Heartfelt Thank You
On Tuesday, October 11, 2016 at 9:45:53 AM UTC-4, Jonathan St. Cloud wrote:
Have been around aviation my entire adult life. I know of one instance where letting go of the controls saved one student pilot who inadvertantly had gotten into a spin while practicing slow flight in a cessna 172. As a student pilot just getting ready for his airman check ride, he had not had spin training, only spoke of spinning and recovery, but one thing the instructor had told this student, "if you get into trouble, chop the throttle and take hands and feet off controls". Well, this student did this and the Cessna recovered. I am a believer in teaching pilots how to fly including spinning. I have never been to a glider operation that did not required students to be proficient at spins.
On Tuesday, October 11, 2016 at 4:01:06 AM UTC-7, Bruce Hoult wrote:
On Tuesday, October 11, 2016 at 5:03:27 PM UTC+13, wrote:
Oh wow! You are an amazing instructor! This is great!

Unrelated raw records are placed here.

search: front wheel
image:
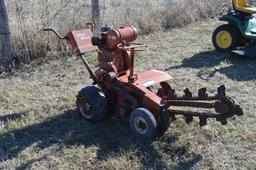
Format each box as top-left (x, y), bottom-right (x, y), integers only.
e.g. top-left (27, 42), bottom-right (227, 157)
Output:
top-left (76, 86), bottom-right (108, 123)
top-left (130, 108), bottom-right (157, 141)
top-left (212, 24), bottom-right (241, 52)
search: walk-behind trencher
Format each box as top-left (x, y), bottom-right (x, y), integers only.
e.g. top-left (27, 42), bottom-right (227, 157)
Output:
top-left (44, 24), bottom-right (243, 140)
top-left (212, 0), bottom-right (256, 58)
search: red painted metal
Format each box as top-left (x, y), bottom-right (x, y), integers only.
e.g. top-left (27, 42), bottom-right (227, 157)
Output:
top-left (65, 29), bottom-right (97, 54)
top-left (44, 22), bottom-right (243, 137)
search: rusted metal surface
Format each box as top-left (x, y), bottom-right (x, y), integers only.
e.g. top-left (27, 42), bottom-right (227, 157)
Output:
top-left (44, 23), bottom-right (243, 136)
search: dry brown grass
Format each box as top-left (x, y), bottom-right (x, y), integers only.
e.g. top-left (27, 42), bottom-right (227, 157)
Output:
top-left (0, 22), bottom-right (256, 169)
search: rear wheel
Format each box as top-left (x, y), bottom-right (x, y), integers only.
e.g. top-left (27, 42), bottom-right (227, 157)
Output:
top-left (130, 108), bottom-right (157, 141)
top-left (76, 86), bottom-right (108, 123)
top-left (212, 25), bottom-right (241, 51)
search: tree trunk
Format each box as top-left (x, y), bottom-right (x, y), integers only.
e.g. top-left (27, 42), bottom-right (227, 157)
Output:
top-left (91, 0), bottom-right (101, 30)
top-left (0, 0), bottom-right (14, 72)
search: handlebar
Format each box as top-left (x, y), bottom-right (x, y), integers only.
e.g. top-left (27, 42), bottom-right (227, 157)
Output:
top-left (43, 28), bottom-right (67, 40)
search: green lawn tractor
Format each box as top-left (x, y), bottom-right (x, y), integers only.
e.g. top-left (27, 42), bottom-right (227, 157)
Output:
top-left (212, 0), bottom-right (256, 58)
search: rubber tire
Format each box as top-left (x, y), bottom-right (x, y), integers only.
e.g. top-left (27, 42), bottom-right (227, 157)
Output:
top-left (212, 24), bottom-right (241, 52)
top-left (130, 108), bottom-right (157, 141)
top-left (76, 86), bottom-right (108, 123)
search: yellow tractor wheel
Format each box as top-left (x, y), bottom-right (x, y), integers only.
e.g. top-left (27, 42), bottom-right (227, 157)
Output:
top-left (212, 25), bottom-right (241, 51)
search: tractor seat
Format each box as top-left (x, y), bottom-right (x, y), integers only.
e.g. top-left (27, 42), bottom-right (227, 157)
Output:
top-left (232, 0), bottom-right (256, 15)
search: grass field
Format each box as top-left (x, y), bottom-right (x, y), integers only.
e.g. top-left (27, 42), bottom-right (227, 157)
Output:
top-left (0, 21), bottom-right (256, 169)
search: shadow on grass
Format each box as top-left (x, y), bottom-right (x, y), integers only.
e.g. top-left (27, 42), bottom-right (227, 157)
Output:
top-left (0, 110), bottom-right (202, 169)
top-left (166, 51), bottom-right (256, 81)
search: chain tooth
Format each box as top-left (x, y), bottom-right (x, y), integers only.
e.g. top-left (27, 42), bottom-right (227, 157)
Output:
top-left (198, 88), bottom-right (208, 99)
top-left (171, 113), bottom-right (177, 121)
top-left (220, 118), bottom-right (228, 125)
top-left (235, 105), bottom-right (244, 116)
top-left (184, 88), bottom-right (193, 98)
top-left (199, 116), bottom-right (207, 127)
top-left (217, 85), bottom-right (226, 97)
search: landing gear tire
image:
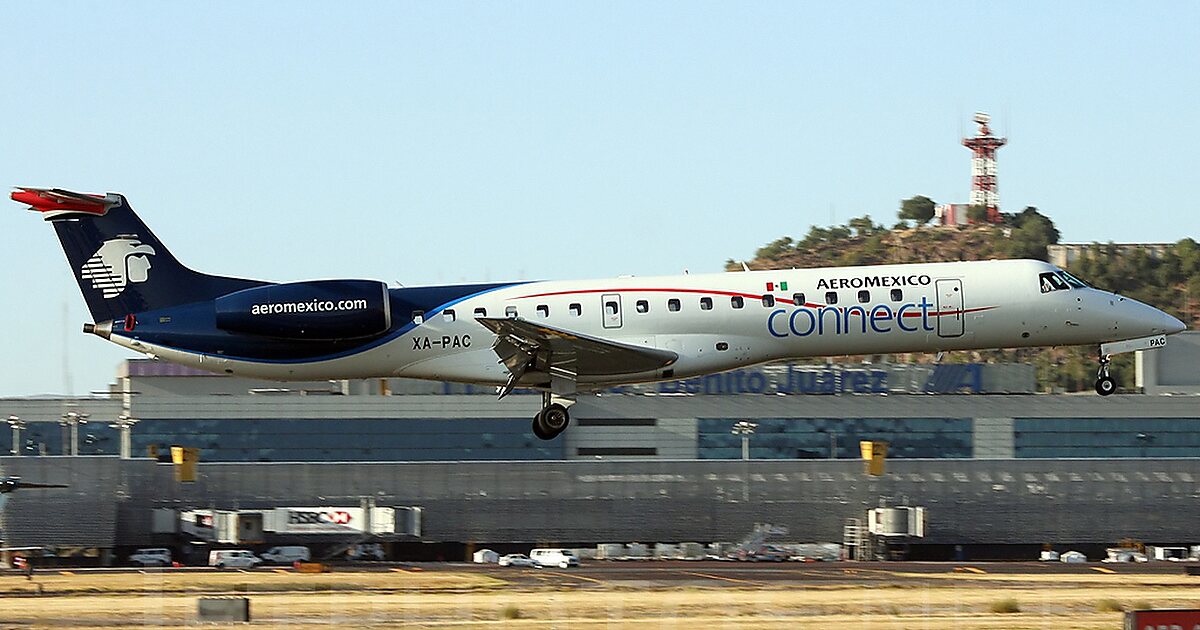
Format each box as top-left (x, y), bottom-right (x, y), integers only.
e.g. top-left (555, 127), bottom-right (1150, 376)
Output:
top-left (533, 414), bottom-right (554, 439)
top-left (1096, 348), bottom-right (1117, 396)
top-left (533, 402), bottom-right (571, 439)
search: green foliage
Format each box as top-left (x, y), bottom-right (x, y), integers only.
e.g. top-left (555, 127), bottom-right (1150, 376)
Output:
top-left (754, 236), bottom-right (794, 258)
top-left (900, 194), bottom-right (936, 226)
top-left (846, 215), bottom-right (887, 236)
top-left (988, 598), bottom-right (1021, 614)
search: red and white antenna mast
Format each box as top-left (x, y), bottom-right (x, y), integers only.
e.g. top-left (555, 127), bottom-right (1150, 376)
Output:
top-left (962, 112), bottom-right (1008, 223)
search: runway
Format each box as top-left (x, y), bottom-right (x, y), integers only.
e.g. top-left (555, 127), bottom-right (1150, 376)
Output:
top-left (427, 560), bottom-right (1200, 588)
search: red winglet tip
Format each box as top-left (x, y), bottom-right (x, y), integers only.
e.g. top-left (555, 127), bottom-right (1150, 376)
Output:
top-left (10, 188), bottom-right (109, 216)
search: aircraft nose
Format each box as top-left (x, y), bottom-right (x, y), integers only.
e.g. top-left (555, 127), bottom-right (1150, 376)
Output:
top-left (1135, 302), bottom-right (1188, 335)
top-left (1159, 311), bottom-right (1188, 335)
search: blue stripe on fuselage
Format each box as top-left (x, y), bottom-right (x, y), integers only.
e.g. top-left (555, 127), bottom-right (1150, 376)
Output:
top-left (113, 282), bottom-right (524, 364)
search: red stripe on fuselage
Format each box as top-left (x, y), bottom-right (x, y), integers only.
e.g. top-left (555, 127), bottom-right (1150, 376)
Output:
top-left (514, 287), bottom-right (998, 317)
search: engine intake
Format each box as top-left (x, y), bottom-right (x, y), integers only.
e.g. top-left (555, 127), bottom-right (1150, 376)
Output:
top-left (215, 280), bottom-right (391, 340)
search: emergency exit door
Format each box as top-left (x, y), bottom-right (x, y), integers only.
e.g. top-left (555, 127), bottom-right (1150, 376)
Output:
top-left (934, 278), bottom-right (965, 337)
top-left (600, 293), bottom-right (620, 328)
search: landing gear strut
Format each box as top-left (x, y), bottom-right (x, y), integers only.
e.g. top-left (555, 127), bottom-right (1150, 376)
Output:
top-left (1096, 354), bottom-right (1117, 396)
top-left (533, 392), bottom-right (571, 439)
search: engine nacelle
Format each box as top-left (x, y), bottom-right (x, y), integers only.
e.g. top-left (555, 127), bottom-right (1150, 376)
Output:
top-left (216, 280), bottom-right (391, 340)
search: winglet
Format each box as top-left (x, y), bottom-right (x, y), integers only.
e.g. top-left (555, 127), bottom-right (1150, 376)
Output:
top-left (11, 186), bottom-right (120, 221)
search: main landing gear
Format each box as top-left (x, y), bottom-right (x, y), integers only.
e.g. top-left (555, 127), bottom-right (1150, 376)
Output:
top-left (1096, 354), bottom-right (1117, 396)
top-left (533, 391), bottom-right (574, 439)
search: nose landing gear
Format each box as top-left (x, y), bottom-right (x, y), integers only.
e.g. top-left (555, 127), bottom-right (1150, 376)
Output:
top-left (1096, 354), bottom-right (1117, 396)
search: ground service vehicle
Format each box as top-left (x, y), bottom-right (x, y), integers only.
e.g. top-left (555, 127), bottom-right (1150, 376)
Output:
top-left (529, 548), bottom-right (580, 569)
top-left (209, 550), bottom-right (263, 569)
top-left (259, 545), bottom-right (312, 564)
top-left (497, 553), bottom-right (534, 566)
top-left (346, 542), bottom-right (388, 560)
top-left (130, 547), bottom-right (170, 566)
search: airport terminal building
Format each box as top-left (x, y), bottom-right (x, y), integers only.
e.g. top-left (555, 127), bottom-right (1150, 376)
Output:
top-left (0, 334), bottom-right (1200, 557)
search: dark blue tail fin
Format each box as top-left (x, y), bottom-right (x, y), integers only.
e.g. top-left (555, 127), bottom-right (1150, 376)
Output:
top-left (12, 188), bottom-right (265, 323)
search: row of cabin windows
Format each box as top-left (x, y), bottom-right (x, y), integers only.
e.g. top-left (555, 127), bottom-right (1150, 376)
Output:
top-left (413, 289), bottom-right (904, 324)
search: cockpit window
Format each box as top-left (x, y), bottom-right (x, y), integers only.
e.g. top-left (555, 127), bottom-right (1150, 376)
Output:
top-left (1038, 269), bottom-right (1087, 293)
top-left (1038, 271), bottom-right (1070, 293)
top-left (1058, 271), bottom-right (1087, 289)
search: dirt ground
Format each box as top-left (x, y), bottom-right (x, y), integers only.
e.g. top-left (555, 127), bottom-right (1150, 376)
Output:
top-left (0, 571), bottom-right (1200, 630)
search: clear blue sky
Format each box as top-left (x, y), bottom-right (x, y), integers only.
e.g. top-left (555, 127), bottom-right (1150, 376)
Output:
top-left (0, 0), bottom-right (1200, 393)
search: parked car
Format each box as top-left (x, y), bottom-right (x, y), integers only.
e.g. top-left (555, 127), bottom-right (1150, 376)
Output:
top-left (529, 548), bottom-right (580, 569)
top-left (262, 545), bottom-right (312, 564)
top-left (130, 547), bottom-right (170, 566)
top-left (209, 550), bottom-right (263, 569)
top-left (498, 553), bottom-right (534, 566)
top-left (346, 542), bottom-right (388, 560)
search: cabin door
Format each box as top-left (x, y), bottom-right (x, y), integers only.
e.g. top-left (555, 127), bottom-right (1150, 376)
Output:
top-left (934, 278), bottom-right (965, 337)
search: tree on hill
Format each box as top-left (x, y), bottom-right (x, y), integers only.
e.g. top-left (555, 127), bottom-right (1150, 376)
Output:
top-left (900, 194), bottom-right (935, 226)
top-left (1007, 205), bottom-right (1058, 260)
top-left (846, 215), bottom-right (887, 236)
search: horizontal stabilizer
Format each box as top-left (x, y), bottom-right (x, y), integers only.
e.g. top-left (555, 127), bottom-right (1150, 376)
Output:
top-left (12, 187), bottom-right (121, 220)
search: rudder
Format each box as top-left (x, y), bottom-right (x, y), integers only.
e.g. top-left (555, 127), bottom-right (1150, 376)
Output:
top-left (12, 188), bottom-right (264, 323)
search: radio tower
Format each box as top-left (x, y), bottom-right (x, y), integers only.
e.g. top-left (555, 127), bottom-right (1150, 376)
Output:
top-left (962, 112), bottom-right (1008, 223)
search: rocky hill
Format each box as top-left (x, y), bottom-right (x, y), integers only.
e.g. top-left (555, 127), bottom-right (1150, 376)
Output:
top-left (726, 208), bottom-right (1200, 391)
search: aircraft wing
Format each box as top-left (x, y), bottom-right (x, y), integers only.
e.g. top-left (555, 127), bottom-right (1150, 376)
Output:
top-left (475, 317), bottom-right (679, 397)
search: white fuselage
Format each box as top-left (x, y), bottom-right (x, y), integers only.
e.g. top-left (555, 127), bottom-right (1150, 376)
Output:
top-left (112, 260), bottom-right (1182, 388)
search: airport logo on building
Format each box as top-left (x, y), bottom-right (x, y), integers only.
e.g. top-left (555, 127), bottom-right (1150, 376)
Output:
top-left (288, 510), bottom-right (353, 526)
top-left (79, 234), bottom-right (155, 299)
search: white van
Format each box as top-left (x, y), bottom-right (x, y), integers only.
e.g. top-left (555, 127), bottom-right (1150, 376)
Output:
top-left (529, 548), bottom-right (580, 569)
top-left (209, 550), bottom-right (263, 569)
top-left (130, 547), bottom-right (170, 566)
top-left (262, 545), bottom-right (312, 564)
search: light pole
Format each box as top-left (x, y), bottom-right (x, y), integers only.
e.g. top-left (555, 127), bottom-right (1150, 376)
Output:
top-left (8, 415), bottom-right (25, 455)
top-left (731, 420), bottom-right (758, 503)
top-left (59, 412), bottom-right (89, 456)
top-left (108, 414), bottom-right (138, 460)
top-left (732, 420), bottom-right (758, 460)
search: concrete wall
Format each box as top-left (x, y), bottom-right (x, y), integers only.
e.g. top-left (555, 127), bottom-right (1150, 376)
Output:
top-left (0, 457), bottom-right (1200, 546)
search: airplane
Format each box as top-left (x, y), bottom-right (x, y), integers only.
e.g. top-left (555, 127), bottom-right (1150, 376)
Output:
top-left (12, 187), bottom-right (1186, 439)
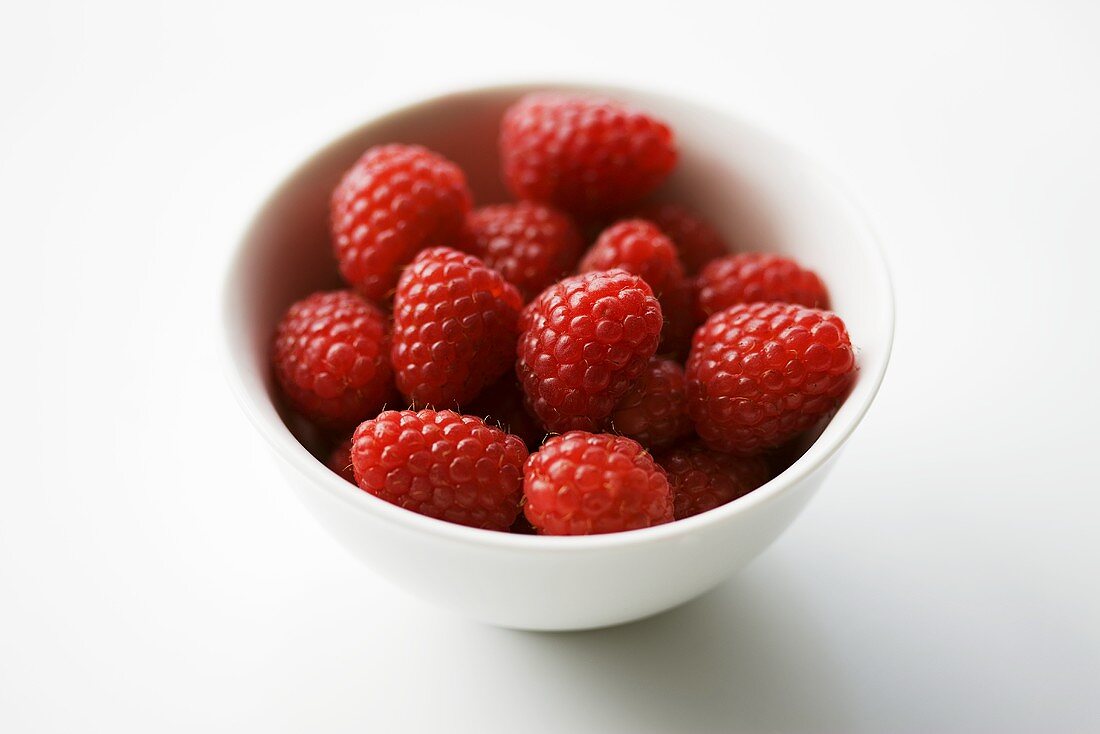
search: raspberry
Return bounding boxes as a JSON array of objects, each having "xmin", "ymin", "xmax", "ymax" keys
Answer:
[
  {"xmin": 580, "ymin": 219, "xmax": 695, "ymax": 353},
  {"xmin": 328, "ymin": 438, "xmax": 355, "ymax": 484},
  {"xmin": 657, "ymin": 441, "xmax": 771, "ymax": 519},
  {"xmin": 501, "ymin": 92, "xmax": 677, "ymax": 215},
  {"xmin": 524, "ymin": 430, "xmax": 672, "ymax": 535},
  {"xmin": 637, "ymin": 204, "xmax": 729, "ymax": 275},
  {"xmin": 686, "ymin": 304, "xmax": 856, "ymax": 456},
  {"xmin": 466, "ymin": 201, "xmax": 584, "ymax": 302},
  {"xmin": 392, "ymin": 248, "xmax": 523, "ymax": 407},
  {"xmin": 580, "ymin": 219, "xmax": 684, "ymax": 298},
  {"xmin": 351, "ymin": 410, "xmax": 527, "ymax": 530},
  {"xmin": 331, "ymin": 144, "xmax": 471, "ymax": 302},
  {"xmin": 696, "ymin": 252, "xmax": 828, "ymax": 318},
  {"xmin": 272, "ymin": 291, "xmax": 395, "ymax": 430},
  {"xmin": 611, "ymin": 358, "xmax": 692, "ymax": 450},
  {"xmin": 658, "ymin": 277, "xmax": 701, "ymax": 361},
  {"xmin": 465, "ymin": 373, "xmax": 547, "ymax": 449},
  {"xmin": 508, "ymin": 513, "xmax": 537, "ymax": 535},
  {"xmin": 516, "ymin": 270, "xmax": 661, "ymax": 432}
]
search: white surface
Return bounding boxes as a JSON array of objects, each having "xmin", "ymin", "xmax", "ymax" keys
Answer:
[
  {"xmin": 0, "ymin": 0, "xmax": 1100, "ymax": 733},
  {"xmin": 220, "ymin": 86, "xmax": 894, "ymax": 631}
]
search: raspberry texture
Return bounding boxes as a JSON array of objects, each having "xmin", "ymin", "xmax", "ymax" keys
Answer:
[
  {"xmin": 351, "ymin": 410, "xmax": 527, "ymax": 530},
  {"xmin": 272, "ymin": 291, "xmax": 396, "ymax": 430},
  {"xmin": 465, "ymin": 371, "xmax": 547, "ymax": 450},
  {"xmin": 331, "ymin": 144, "xmax": 471, "ymax": 302},
  {"xmin": 686, "ymin": 303, "xmax": 855, "ymax": 456},
  {"xmin": 580, "ymin": 219, "xmax": 695, "ymax": 353},
  {"xmin": 580, "ymin": 219, "xmax": 684, "ymax": 298},
  {"xmin": 516, "ymin": 270, "xmax": 662, "ymax": 432},
  {"xmin": 501, "ymin": 92, "xmax": 677, "ymax": 215},
  {"xmin": 328, "ymin": 438, "xmax": 355, "ymax": 484},
  {"xmin": 657, "ymin": 441, "xmax": 771, "ymax": 519},
  {"xmin": 524, "ymin": 430, "xmax": 673, "ymax": 535},
  {"xmin": 696, "ymin": 252, "xmax": 828, "ymax": 318},
  {"xmin": 392, "ymin": 248, "xmax": 523, "ymax": 407},
  {"xmin": 611, "ymin": 358, "xmax": 692, "ymax": 450},
  {"xmin": 637, "ymin": 204, "xmax": 729, "ymax": 275},
  {"xmin": 466, "ymin": 201, "xmax": 584, "ymax": 302}
]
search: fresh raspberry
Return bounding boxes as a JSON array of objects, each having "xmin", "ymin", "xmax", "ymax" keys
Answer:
[
  {"xmin": 611, "ymin": 358, "xmax": 692, "ymax": 450},
  {"xmin": 524, "ymin": 430, "xmax": 672, "ymax": 535},
  {"xmin": 696, "ymin": 252, "xmax": 828, "ymax": 318},
  {"xmin": 466, "ymin": 201, "xmax": 584, "ymax": 302},
  {"xmin": 351, "ymin": 410, "xmax": 527, "ymax": 530},
  {"xmin": 464, "ymin": 372, "xmax": 547, "ymax": 449},
  {"xmin": 501, "ymin": 92, "xmax": 677, "ymax": 215},
  {"xmin": 580, "ymin": 219, "xmax": 695, "ymax": 353},
  {"xmin": 272, "ymin": 291, "xmax": 395, "ymax": 430},
  {"xmin": 658, "ymin": 277, "xmax": 701, "ymax": 362},
  {"xmin": 392, "ymin": 248, "xmax": 524, "ymax": 407},
  {"xmin": 516, "ymin": 270, "xmax": 661, "ymax": 432},
  {"xmin": 686, "ymin": 304, "xmax": 856, "ymax": 456},
  {"xmin": 331, "ymin": 144, "xmax": 471, "ymax": 302},
  {"xmin": 657, "ymin": 441, "xmax": 771, "ymax": 519},
  {"xmin": 637, "ymin": 204, "xmax": 729, "ymax": 275},
  {"xmin": 328, "ymin": 438, "xmax": 355, "ymax": 484},
  {"xmin": 580, "ymin": 219, "xmax": 684, "ymax": 298}
]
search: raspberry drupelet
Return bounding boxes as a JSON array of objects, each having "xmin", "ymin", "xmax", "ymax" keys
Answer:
[
  {"xmin": 580, "ymin": 219, "xmax": 695, "ymax": 354},
  {"xmin": 501, "ymin": 92, "xmax": 677, "ymax": 215},
  {"xmin": 351, "ymin": 410, "xmax": 527, "ymax": 530},
  {"xmin": 685, "ymin": 304, "xmax": 856, "ymax": 456},
  {"xmin": 516, "ymin": 270, "xmax": 662, "ymax": 432},
  {"xmin": 695, "ymin": 252, "xmax": 828, "ymax": 319},
  {"xmin": 392, "ymin": 248, "xmax": 523, "ymax": 408},
  {"xmin": 636, "ymin": 204, "xmax": 729, "ymax": 275},
  {"xmin": 331, "ymin": 144, "xmax": 471, "ymax": 303},
  {"xmin": 466, "ymin": 201, "xmax": 584, "ymax": 302},
  {"xmin": 657, "ymin": 441, "xmax": 771, "ymax": 519},
  {"xmin": 272, "ymin": 291, "xmax": 397, "ymax": 430},
  {"xmin": 611, "ymin": 357, "xmax": 692, "ymax": 451}
]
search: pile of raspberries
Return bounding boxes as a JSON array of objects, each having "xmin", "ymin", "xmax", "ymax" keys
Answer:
[{"xmin": 273, "ymin": 94, "xmax": 856, "ymax": 535}]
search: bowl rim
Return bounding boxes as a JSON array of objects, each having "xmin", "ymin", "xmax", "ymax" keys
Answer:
[{"xmin": 219, "ymin": 80, "xmax": 895, "ymax": 552}]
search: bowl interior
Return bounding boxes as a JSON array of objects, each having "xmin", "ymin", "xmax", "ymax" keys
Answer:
[{"xmin": 224, "ymin": 85, "xmax": 893, "ymax": 540}]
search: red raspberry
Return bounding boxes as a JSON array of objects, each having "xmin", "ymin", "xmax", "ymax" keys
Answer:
[
  {"xmin": 611, "ymin": 358, "xmax": 692, "ymax": 450},
  {"xmin": 580, "ymin": 219, "xmax": 695, "ymax": 353},
  {"xmin": 328, "ymin": 438, "xmax": 355, "ymax": 484},
  {"xmin": 657, "ymin": 441, "xmax": 771, "ymax": 519},
  {"xmin": 331, "ymin": 144, "xmax": 471, "ymax": 302},
  {"xmin": 465, "ymin": 373, "xmax": 547, "ymax": 449},
  {"xmin": 580, "ymin": 219, "xmax": 684, "ymax": 298},
  {"xmin": 638, "ymin": 204, "xmax": 729, "ymax": 275},
  {"xmin": 501, "ymin": 92, "xmax": 677, "ymax": 215},
  {"xmin": 272, "ymin": 291, "xmax": 395, "ymax": 430},
  {"xmin": 392, "ymin": 248, "xmax": 524, "ymax": 407},
  {"xmin": 351, "ymin": 410, "xmax": 527, "ymax": 530},
  {"xmin": 686, "ymin": 304, "xmax": 856, "ymax": 456},
  {"xmin": 516, "ymin": 270, "xmax": 661, "ymax": 432},
  {"xmin": 658, "ymin": 277, "xmax": 701, "ymax": 361},
  {"xmin": 696, "ymin": 252, "xmax": 828, "ymax": 318},
  {"xmin": 466, "ymin": 201, "xmax": 584, "ymax": 302},
  {"xmin": 524, "ymin": 430, "xmax": 672, "ymax": 535}
]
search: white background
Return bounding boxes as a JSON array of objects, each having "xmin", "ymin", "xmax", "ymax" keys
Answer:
[{"xmin": 0, "ymin": 0, "xmax": 1100, "ymax": 733}]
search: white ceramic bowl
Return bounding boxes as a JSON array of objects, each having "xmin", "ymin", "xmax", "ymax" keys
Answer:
[{"xmin": 223, "ymin": 85, "xmax": 893, "ymax": 629}]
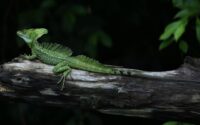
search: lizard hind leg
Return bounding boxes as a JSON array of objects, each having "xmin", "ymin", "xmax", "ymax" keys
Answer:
[{"xmin": 53, "ymin": 62, "xmax": 71, "ymax": 90}]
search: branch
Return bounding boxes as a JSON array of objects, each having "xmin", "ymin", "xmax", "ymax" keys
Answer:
[{"xmin": 0, "ymin": 57, "xmax": 200, "ymax": 120}]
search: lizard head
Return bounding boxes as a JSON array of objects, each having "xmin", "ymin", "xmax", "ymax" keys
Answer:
[{"xmin": 17, "ymin": 28, "xmax": 48, "ymax": 46}]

My big question was of the other pilot threw up in his hands? What kind of pilot does that? Is this a joke?
1) those saying "You have control"
2) those saying "Insha Allah" (subset of the above, God is the copilot)
The recreational pilot (Canadian version of LSA pilot) did not throw up 'in his hands', - he threw his hands in the air. And yes, for some aircraft, that is a fix. We use 2-33s for ab initio training, and the technique works in them, but it certainly would not in the 2-32. And for the record, the spin recovery method we teach, subject always to override by instructions in the POH, is 1) full opposite rudder, 2) centralise the stick, 3) pause briefly, 4) lower the nose until the auto-rotation stops, 5) centralise the rudder, and 6) pull out of the dive watching the G's
It was, it would seem, no joke. The thanks was as sincere as it gets.